PROJECT OUTCOMES REPORT

Disclaimer

This Project Outcomes Report for the General Public is displayed verbatim as submitted by the Principal Investigator (PI) for this award. Any opinions, findings, and conclusions or recommendations expressed in this Report are those of the PI and do not necessarily reflect the views of the National Science Foundation; NSF has not approved or endorsed its content.
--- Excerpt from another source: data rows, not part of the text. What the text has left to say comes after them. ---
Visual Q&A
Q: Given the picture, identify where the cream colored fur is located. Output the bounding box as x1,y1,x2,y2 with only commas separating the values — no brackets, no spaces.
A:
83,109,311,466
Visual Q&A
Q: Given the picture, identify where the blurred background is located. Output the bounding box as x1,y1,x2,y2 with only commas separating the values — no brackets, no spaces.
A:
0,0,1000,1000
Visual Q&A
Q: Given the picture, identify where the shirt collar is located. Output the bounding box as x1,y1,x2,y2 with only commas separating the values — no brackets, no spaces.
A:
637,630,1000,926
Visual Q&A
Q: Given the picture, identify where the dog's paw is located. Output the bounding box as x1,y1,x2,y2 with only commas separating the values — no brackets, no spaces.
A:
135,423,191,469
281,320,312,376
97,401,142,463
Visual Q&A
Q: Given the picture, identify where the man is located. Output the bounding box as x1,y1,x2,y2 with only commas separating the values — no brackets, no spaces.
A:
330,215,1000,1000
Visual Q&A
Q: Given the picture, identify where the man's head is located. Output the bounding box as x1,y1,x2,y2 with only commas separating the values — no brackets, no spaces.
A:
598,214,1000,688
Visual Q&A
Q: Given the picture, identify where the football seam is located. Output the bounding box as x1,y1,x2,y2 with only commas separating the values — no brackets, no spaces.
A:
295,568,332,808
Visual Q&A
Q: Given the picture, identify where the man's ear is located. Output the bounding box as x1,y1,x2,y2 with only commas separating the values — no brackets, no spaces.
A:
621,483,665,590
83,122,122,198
This project tackles the challenges of using computers to automatically parse written sentences. While advances in natural language processing (NLP) have led to high quality parsers for processing standard newspaper English, computer systems face substantial obstacles when processing sentences from more diverse sources, including the writings of English-as-a-Second-Language (ESL) learners, informal blurbs made in social media, writings from specialized domains such as legal documents and scientific literatures, and computer-generated sentences such as the outputs of machine translation (MT) systems. The main problem is that these sentences diverge significantly from the example sentences used to develop the system. This project addresses the problem by framing it as a machine translation task: how should we model the relationship between a wider population of English expressions and "newspaper" sentences? The investigation of this project has especially focused on two domains: the writings of ESL learners, which often contain grammar mistakes and usage errors, and the outputs of MT systems, which often contain a wider variety of garbled phrases and disfluencies than ESL learners. The work has led to the following three main outcomes.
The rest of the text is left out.